第311話新入部員の演奏その1

 悠一は前奏を目を閉じて聞いていたが、ゆっくりと見開くと弓を引いた。

伸びのある良い音だ。ゆったりと深い**G線の音色が音楽室に響く。

悠一はちゃんと最初の主題はG線だけで弾いていた。


 それを聞いて瑞穂とシノンが小声で話をしている。

『ウィルヘルミかぁ』

『ちゃんと指示通り弾けているやん……』

『これは巧いなぁ……』

等と言っているのだろう。ヴァイオリンを担当している部員は食い入るように悠一の演奏を見ていた。

これは見た目以上に技術が必要なのだが、悠一は弾き慣れた様子でそれほど苦も無く弾いているように見えた。


 そして二度目の主題。その前にピアノの間奏が入るのだが、思わずリストが顔を出してしまいそうになった。危なかった。相手が悠一だけに気を抜くと伴奏である事を忘れそうになる。


 それはさておき、その二度目の主題では高音での重奏技法が待っている。これも悠一はそれなりに弾きこなす。流石、コンクールを総なめにしてきただけはある。


 良い音だ。ちゃんと正確で綺麗な音の流れだ。音楽室に光の帯が漂っている。そこにピアノの色とりどりの音の粒が絡まっていく。


 久しぶりに聞く悠一の音は、僕が知っている頃よりも進化していた。成長著しい奴だ。

それでも懐かしい感覚が蘇ってきた。彼の伴奏をするのはいつ以来だろうか?


 それにしても僕は中学二年生でヴァイオリンを未練無くやめたはずなのに、ちょっとこの悠一の音色を聞いていて悔しくなった。見上げた音の粒は腹が立つほど綺麗に舞っていた。



 気が付くと本人も充分に満足できただろう余韻を残して悠一の演奏は終わった。

悠一は一礼すると元居た場所に戻って行った。



 戻る前に僕の耳元で

「やっぱり亮にぃの伴奏はええわぁ」

と嬉しそうに小声でひとこと残して行った。


 音楽室はため息が漏れた。

そして『部長の弟、凄い……』と言う声が湧き上がっていた。


「はい。よく分かりました。それでは次に……中務君かな?」

冴子はそんな声を気にするそぶりも見せずに、そそくさと二人目の名前を呼んだ。


「はい。中務優宏です。よろしくお願いします」

と悠一の隣に立っていた生徒が一歩前に出て返事をした。

悠一とひとこと声を交わすと、彼も悠一と同じように僕の傍までやって来て


「僕も伴奏してもらって良いですか?」

と聞いてきた。


「ええで。何弾けばええの?」

こうなれば一人弾くもの二人弾くのも同じだ。断る理由は全くないし、こうなったら断れないだろう。

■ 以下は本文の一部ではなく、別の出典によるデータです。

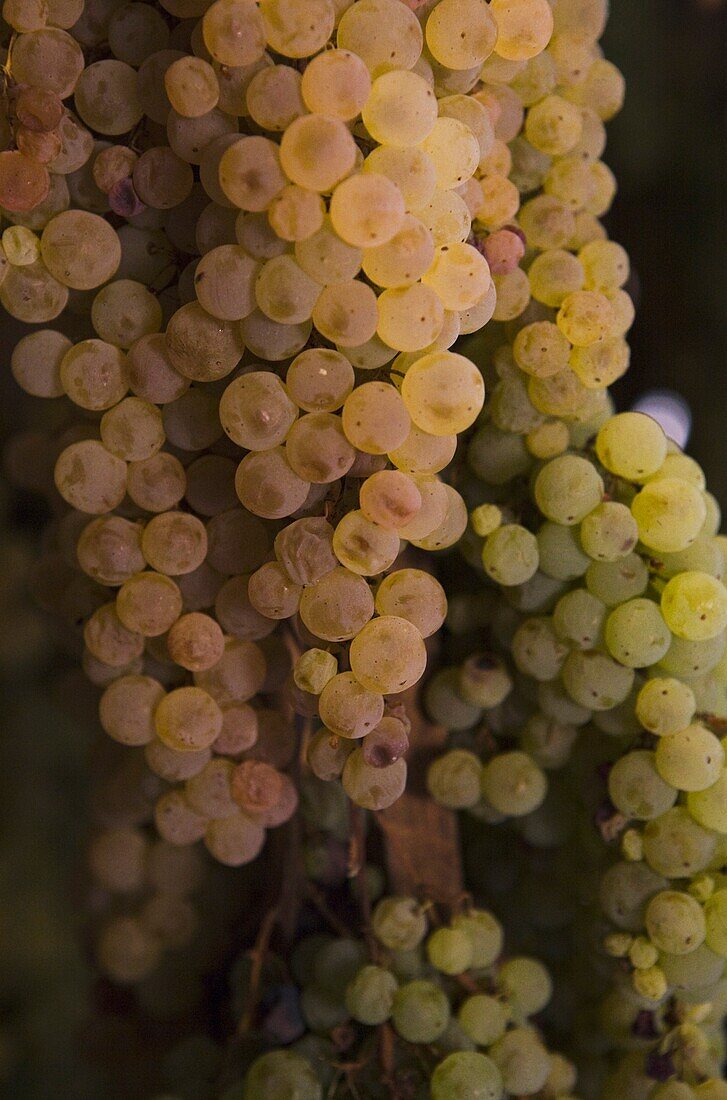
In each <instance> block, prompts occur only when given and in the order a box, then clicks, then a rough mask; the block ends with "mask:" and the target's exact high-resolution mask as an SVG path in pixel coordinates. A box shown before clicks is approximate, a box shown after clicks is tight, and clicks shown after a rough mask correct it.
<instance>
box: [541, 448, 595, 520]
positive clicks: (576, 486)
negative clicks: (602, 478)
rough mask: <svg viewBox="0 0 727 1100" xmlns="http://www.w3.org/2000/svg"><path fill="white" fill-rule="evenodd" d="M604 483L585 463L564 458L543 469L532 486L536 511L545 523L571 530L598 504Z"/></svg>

「グノーのアヴェマリアなんですけど……大丈夫ですか?」

と僕の顔色を窺うように聞いてきた。


「それなら全然大丈夫やけど。しかしなぁ……シューベルトの次はグノーのアヴェマリアかいな? 面白いなぁ」

と僕は感心しながら応じた。


僕の返事を聞いて彼は安心したように笑みを浮かべた。



 悠一の演奏を目の当たりにした後だというのに彼は緊張した様子も見せずに、その表情からはどこか余裕すら感じさせていた。

悠一並に弾ける自信がある? それでこの選曲は彼の洒落っ気か? まあ、そんな事はどうでも良い。


 間違いなく彼は悠一とは仲が良い。この選曲から僕は彼の自信を感じると同時に、悠一の音を何度も聞いてよく知っているという余裕も感じた。

 グノーとは『フランス近代歌曲の父』と呼ばれる作曲家だが、その『グノーのアヴェマリア』と言われる曲は元はバッハの平均律クラヴィーア曲集 第一巻『前奏曲第一番ハ長調』というピアノ曲である。それにグノーが歌詞と旋律をつけたものだ。バッハのハーモニーにグノーのメロディ。これはそう言う曲だ。


 だから僕がこれから弾くのは、これまでさんざん弾いてきたバッハだ。勿論、目を瞑っていても弾ける。

ヴァイオリン的には決して難しい曲ではないが、これを艶のある音色で最後まで弾き切るのはそれなりの腕がいる。そもそもヴァイオリンを経験者が少ない中、こうやって人前で自信をもって弾けるだけでも器楽部では充分おつりがくるというものだ。